An additional word on Dean Koontz. I have read several Dean Koontz novels in 2009, and with each reading I gain more and more respect for his work. He is the master of the big suspense novel. His style and ability allows him to write a large and complex novel without losing the intimacy of a smaller voice novel. He truly is the voice of modern suspense and his work, at least parts of it, should survive his and my generation. At least I hope it does.
Monday, October 19, 2009
FUGITIVE OF THE STARS by Edmond Hamilton
The name Edmond Hamilton is legendary in the science fiction genre. He originated, or at least popularized, the space opera style story, and he wrote several classic tales including the short story “The Man Who Evolved”. He was a stable writer for the pulp magazine Weird Tales where he published 79 stories between 1926 and 19481. He was one of the most popular writers of science fiction for decades, but since his death in 1977 his work has nearly been forgotten.

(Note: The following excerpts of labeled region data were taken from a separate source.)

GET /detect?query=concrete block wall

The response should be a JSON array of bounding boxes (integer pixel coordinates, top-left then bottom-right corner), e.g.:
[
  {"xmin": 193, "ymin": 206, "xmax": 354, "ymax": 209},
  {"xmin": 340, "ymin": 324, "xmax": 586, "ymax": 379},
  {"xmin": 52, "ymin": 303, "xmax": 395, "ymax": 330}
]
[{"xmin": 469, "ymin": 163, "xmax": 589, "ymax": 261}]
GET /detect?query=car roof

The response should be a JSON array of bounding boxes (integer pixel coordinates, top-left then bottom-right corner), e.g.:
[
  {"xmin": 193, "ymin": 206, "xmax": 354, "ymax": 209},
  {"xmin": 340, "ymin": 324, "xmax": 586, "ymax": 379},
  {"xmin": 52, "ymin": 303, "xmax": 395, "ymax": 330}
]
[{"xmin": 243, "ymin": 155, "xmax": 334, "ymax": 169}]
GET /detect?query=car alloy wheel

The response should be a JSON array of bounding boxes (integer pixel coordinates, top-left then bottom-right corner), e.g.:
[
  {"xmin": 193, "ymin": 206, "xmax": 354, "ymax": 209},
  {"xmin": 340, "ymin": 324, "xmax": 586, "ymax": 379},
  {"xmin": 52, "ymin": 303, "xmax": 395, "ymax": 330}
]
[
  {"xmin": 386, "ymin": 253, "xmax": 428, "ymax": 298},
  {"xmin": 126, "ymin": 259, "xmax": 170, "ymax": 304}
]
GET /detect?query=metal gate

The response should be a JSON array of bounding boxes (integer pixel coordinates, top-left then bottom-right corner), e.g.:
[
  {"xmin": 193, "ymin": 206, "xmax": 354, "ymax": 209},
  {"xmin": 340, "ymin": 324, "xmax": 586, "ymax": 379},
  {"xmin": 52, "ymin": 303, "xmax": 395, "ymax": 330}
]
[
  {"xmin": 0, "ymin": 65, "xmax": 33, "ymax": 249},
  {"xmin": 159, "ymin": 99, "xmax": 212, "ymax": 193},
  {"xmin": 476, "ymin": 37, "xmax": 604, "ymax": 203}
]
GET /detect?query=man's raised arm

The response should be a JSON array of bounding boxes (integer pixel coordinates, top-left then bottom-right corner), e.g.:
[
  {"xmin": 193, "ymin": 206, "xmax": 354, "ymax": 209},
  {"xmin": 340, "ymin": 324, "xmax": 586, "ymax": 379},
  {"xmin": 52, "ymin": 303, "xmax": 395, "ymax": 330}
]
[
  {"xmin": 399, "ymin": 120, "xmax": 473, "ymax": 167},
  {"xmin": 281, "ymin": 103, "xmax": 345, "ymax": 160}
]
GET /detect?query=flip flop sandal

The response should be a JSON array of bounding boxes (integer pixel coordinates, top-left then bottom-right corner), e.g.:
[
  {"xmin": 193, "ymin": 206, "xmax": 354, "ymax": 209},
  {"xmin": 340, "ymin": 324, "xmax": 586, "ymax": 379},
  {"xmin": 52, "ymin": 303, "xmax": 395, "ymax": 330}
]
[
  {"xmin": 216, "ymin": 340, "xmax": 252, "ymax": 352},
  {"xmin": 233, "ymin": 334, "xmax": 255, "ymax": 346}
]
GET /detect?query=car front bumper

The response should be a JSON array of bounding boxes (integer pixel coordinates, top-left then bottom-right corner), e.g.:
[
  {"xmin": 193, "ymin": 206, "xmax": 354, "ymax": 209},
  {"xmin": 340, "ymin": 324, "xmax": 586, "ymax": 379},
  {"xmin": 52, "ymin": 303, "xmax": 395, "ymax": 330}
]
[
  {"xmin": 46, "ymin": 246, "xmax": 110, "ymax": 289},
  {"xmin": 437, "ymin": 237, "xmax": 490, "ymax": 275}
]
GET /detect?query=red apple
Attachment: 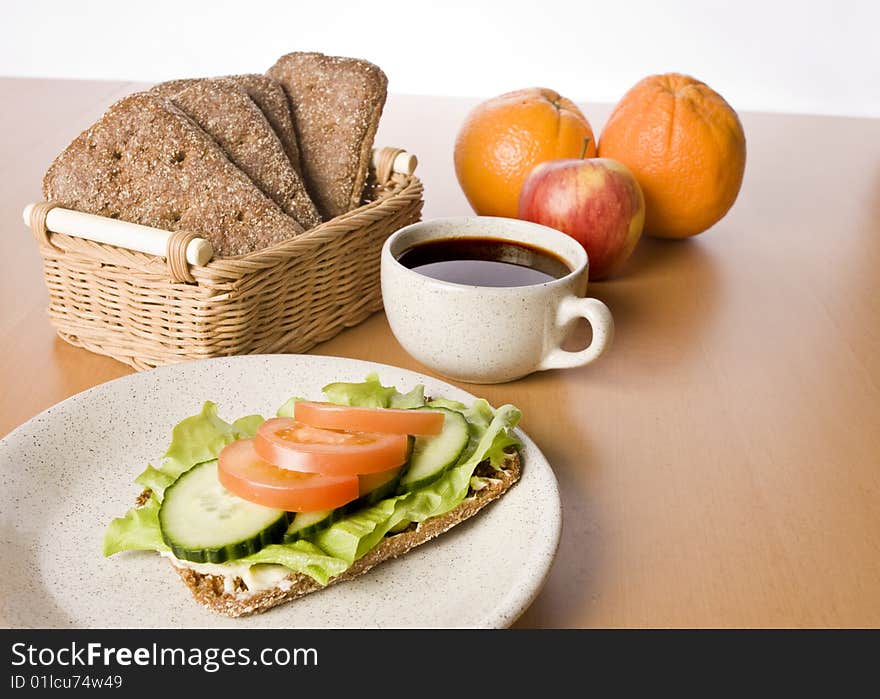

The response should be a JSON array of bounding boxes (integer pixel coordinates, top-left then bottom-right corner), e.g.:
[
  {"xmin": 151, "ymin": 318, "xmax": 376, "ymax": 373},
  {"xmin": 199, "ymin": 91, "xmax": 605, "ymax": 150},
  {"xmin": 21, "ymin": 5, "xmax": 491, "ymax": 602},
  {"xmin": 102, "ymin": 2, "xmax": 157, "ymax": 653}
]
[{"xmin": 519, "ymin": 158, "xmax": 645, "ymax": 280}]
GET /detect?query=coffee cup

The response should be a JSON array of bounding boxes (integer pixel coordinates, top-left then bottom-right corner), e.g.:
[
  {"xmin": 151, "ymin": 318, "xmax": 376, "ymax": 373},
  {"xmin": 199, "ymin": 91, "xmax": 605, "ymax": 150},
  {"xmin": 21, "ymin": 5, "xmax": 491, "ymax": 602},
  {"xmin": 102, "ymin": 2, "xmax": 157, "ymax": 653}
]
[{"xmin": 381, "ymin": 216, "xmax": 614, "ymax": 383}]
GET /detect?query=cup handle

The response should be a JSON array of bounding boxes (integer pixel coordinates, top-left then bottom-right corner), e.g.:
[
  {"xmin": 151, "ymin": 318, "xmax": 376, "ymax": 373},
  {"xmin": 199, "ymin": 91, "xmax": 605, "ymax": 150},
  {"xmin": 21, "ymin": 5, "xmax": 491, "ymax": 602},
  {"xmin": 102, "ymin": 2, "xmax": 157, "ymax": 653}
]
[{"xmin": 538, "ymin": 296, "xmax": 614, "ymax": 370}]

I recently read his novel Fugitive of the Stars—an ACE Double (M-111) published in 1965 with Kenneth Bulmer’s Land Beyond the Map. It is, according to isfdb.org, Mr Hamilton’s second to last published novel. It is a scant 116 pages, but it is pure adventure from the opening sentence to the final page.
Horne is the First Pilot for the Federation freighter Vega Queen. He is on a leisurely cruise to the distant Fringe Worlds—a place where the Federation’s influence is only sporadic and rumors of slave ships and abduction has caused a good deal of unrest and fear. When the Vega Queen reaches its second port stop at the small world of Skereth the second pilot and Horne find trouble. Horne makes it out okay, but his second isn’t so lucky, so with a new second pilot the Vega Queen continues its scheduled route through the Fringe.
Unfortunately the trip goes awry in a hurry. The Vega Queen is smashed apart in an asteroid belt. There are only eighteen survivors, and Horne is accused of drunken negligence. He knows he was drugged, but the investigation taps him as the responsible party. He isn’t satisfied with the verdict—he escapes the detention center in search of the second pilot and the truth behind the crash.
Fugitive of the Stars is pure pulp. It captures the essence of adventure and awe that was science fiction in the 1940s and 50s. The intended market was twelve year-old boys, and it hits square. The only problem, it was written and published in the 1960s; an era when science fiction was changing from its escapist adventure roots to a more serious form. An era that introduced writers like Philip K. Dick, Robert Silverberg, Harlan Ellison, and J.G. Ballard; Mr Hamilton was an old horse by then. His time and stories very probably viewed as archaic and trite by the genre elite.
But damn if it isn’t entertaining. The story is quick and competently written. The prose is smooth and clean, and surprisingly strong and attractive in places:
“To fall with a soundless scream through an empty chaos of contending forces, to be riven right out of your own dimensions and hurled quaking through alien continua…that was how it was, if you looked at it one way."
and
“The mountain was a skull and Horne walked within it, a micro-organism moving through the convoluted tunnels of the brain that filled its great domed hollowness.”
The bottom line: Fugitive of the Stars is entertaining. It is escapist and fun. It is competent—the prose, the plot, the characters—and very well designed. It is a novel that anyone who enjoys a quick and exciting story will enjoy. Don’t break the bank acquiring it, but if you run across a copy—buy it!